– Так не делается? – Ясмина говорила спокойно, ровно, но в душе у неё уже разгорался огонь. Её спокойствие было лишь внешним, маской, прикрывающей бурлящие эмоции. – Ты мне только перед этим сказал, что нам надо расстаться… Я что, после этого, руки тебе целовать должна?
– При чём здесь руки целовать? – продолжал Рустам, изображая раздражённость. Он пытался спрятать свою вину за маской негодования. – Это элементарное уважение. Если его нет сейчас, о чём вообще можно говорить?
Слова Рустама были холодными, расчётливыми, лишенными всякой нежности. Он пытался перевести внимание с главной темы на второстепенные мелочи, избегая ответа на самые важные вопросы. Он был не готов к серьёзному разговору, не готов принять существующую проблему.
Ясмина остановилась, её тело напряглось. Она посмотрела на Рустама, и в её глазах он увидел не только гнев, но и глубокую боль, разочарование, и окончательное понимание того, что между ними больше ничего нет.
– Ты меня позвал про уважение морали почитать? – сказала Ясмина, начиная терять терпение. – Или всё-таки обсудим нашего с тобой ребёнка?
– Стой-стой, придержи коней! – Рустам наигранно засмеялся, пытаясь разрядить обстановку, но его смех звучал слишком фальшиво. – У нас с тобой пока ещё нет никакого ребёнка.
– Есть, Рустам, он внутри меня, и я его чувствую! – Ясмина произнесла эти слова твердо, уверенно, не давая ему усомниться в сказанном.
– Вот об этом я и хотел с тобой поговорить. Давай так, пока не поздно, пока в тебе не проснулись эти ваши материнские чувства. Давай поставим на паузу… Я всё организую… Я всё оплачу… – Рустам говорил быстро, торопливо, стараясь не смотреть ей в глаза.
– Поставим на паузу? Что ты хочешь этим сказать? – Ясмина сразу поняла, что он имеет в виду, но хотела, чтобы он повторил это. Сказал напрямую, без намёков, без увиливаний.
– Ну чего ты тупишь? Я хочу, чтобы ты сделала аборт. – Слова вылетели из его рта, словно ядовитые стрелы. Он наконец-то сказал это вслух.
– Аборт? И что потом? – Ясмина спрашивала спокойно, стараясь сдержать эмоции, хотя внутри неё всё кипело от негодования.
– А потом я поговорю с отцом. Скажу, что хочу на тебе жениться.
– А как же дочка дяди Карима, или как там его?

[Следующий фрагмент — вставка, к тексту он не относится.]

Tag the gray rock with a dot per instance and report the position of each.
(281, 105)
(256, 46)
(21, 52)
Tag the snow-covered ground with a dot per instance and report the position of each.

– Ты сначала сходи к врачу, всё красиво сделай, а потом ход за мной.
– Слушай, Рустам, ты сейчас со мной так разговариваешь, как будто мы на сделку идём.
– Сделка. Ну, представь, что так и есть. Это наша с тобой сделка.
– А что, если… я откажусь?
– Откажешься?.. – Рустам сделал вид, что задумался, хотя было видно, что он подготовился к разговору и на всё у него был ответ. – Дело, конечно, твоё… Но учти: у нас, у Исмаиловых, на беременных не женятся.
– Не женятся? – Ясмина готова была наброситься на Рустама – это был уже предел наглости. – Давай я тебе напомню, Рустамчик: это и твой ребёнок тоже.
– Не называй меня так! – огрызнулся Рустам. – Ты сейчас говоришь, как твои братья.
– Братьев моих вспомнил? Правильно! Скоро будешь говорить с ними. Не женятся у них на беременных! – Ясмина перешла на повышенные тона, её гнев достиг предела.
– А вот тут я бы тебе не советовал! – сказал Рустам, на лице его появилась ухмылка, полная презрения и превосходства. – За то, что ты залетела, братаны тебя по головке не погладят! На твоём месте я бы молчал в тряпочку.
Ясмина молчала, её лицо стало белым, как мел. Она понимала, что оказалась в ловушке, в безвыходном положении.
В груди у Ясмины бушевал пожар. Она вся горела от негодования, от обиды, от боли. Единственный человек, на поддержку и помощь которого она так рассчитывала, вдруг предстал перед ней в совершенно новом, ужасающем свете. Он не только не поддержал, не помог, но и цинично предложил избавиться от их общего ребенка, от плода их любви. Все её надежды рухнули, как карточный домик, оставив после себя лишь пепел разочарования и горечи.